Osmanlı devletinin yıkılmasına ve İran'da Şahın devrilmesine rağmen Türklerin doğudaki komşusunu ihmal etmediği kaydedilen makalede, Türkiye ile İran arasındaki ilişkilerin tarihi ilişkiler olduğu ve iki ülkenin doğu sınırının Kasr-ı Şirin anlaşmasıyla çizildiği anımsatıldı.
Yazar, Türkiye ile İran arasındaki ilişkilerin ilerlemesine ihtiyaç olduğunu vurgularken, "yakınlaşmanın bölgenin yararına" olduğunu vurguladı.
Sunusi, makalesinde şu yorumda bulundu:
"Türkiye'de bir eksen kayması yoktur, Türkiye'nin bölgedeki rolü daha etkin hale gelmiştir. Bazıları bu rolün Türkiye'ye kaptırılmasından rahatsızlık duyarak, Türkiye'nin Araplara ve İran'a yakınlaştığını söylüyor. Türkiye bu ülkelerle yüzyıllardır içli dışlıdır. Türkiye tarihi birikimi ile tecrübeli bir ülke, neyin iyi neyin kötü olduğunu çok iyi biliyor. Türkiye yeniden tarihi tecrübesiyle doğuya, batıya, güneye, kuzeye diplomatik ataklarla açılmak istiyor."
"OSMANLI TORUNLARINI BEKLİYORLAR"
Yüzyıllardır fakir Müslüman Afrika ülkelerinin yeraltı ve yerüstü kaynaklarınını batılılar tarafından sömürüldüğü belirtilen yazıda, "Bölge halkı, Osmanlı devletinin torunlarının tekrar bölgeye gelerek onları sömürge devletlerinin elinden kurtaracağına inanıyor" denildi.
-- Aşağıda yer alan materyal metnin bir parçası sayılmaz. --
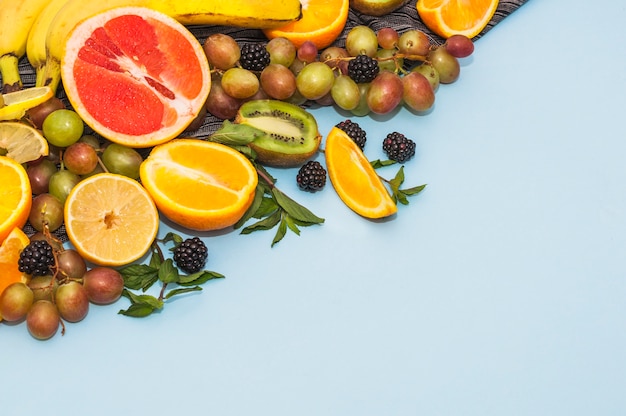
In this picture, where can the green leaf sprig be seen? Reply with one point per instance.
(399, 195)
(274, 208)
(141, 277)
(271, 207)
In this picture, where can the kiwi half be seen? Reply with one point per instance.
(291, 133)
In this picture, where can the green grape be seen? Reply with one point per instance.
(122, 160)
(61, 183)
(345, 92)
(315, 80)
(361, 40)
(362, 109)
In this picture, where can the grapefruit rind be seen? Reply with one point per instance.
(135, 75)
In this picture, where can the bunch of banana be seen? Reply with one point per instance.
(36, 41)
(48, 36)
(16, 20)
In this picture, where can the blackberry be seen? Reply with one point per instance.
(37, 258)
(355, 132)
(363, 69)
(398, 147)
(190, 255)
(311, 176)
(254, 57)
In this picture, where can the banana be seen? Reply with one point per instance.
(15, 22)
(242, 13)
(36, 41)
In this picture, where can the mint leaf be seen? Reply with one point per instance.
(139, 276)
(167, 272)
(294, 209)
(181, 291)
(234, 134)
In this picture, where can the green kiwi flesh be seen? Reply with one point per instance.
(291, 133)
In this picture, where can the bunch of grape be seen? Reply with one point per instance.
(375, 72)
(73, 156)
(60, 293)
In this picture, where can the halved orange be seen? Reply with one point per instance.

"Türkler Çaldıran savaşıyla Doğu, Ortadoğu ve Afrika'nın belli bölgelerini kendi kontrolleri altına alarak buralara huzur, güven ve refah getirmişlerdir" denilen makalede "Türkler, fethettikleri yerlerdeki yeraltı ve yerüstü kaynaklara dokunmamışlardır, bilakis, bu bölgelerde ciddi manada imar faaliyetlerinde bulunmuşlar" ifadelerine yer verildi.
Osmanlı devleti farklı milletlere mensup insanlara ev sahipliği yaparak sınırlarını genişlettiği kaydedilen makalede, semavi dinlerin hamiliğini üstlenen Osmanlı devletinin, ülkedeki farklı dinlere mensup vatandaşlarına dini özgürlük tanıyarak ibadetlerinde serbest bıraktığı vurgulandı.
Türkler fethettikleri yerlere sömürmek amacıyla girmediği için halklar tarafından kabul gördüğü kaydedilen yazıda, "Afrikada, Ortadoğuda ve Doğudaki halklar, Türklerin
tekrar bu bölgelere dönmelerini arzuluyor" denildi.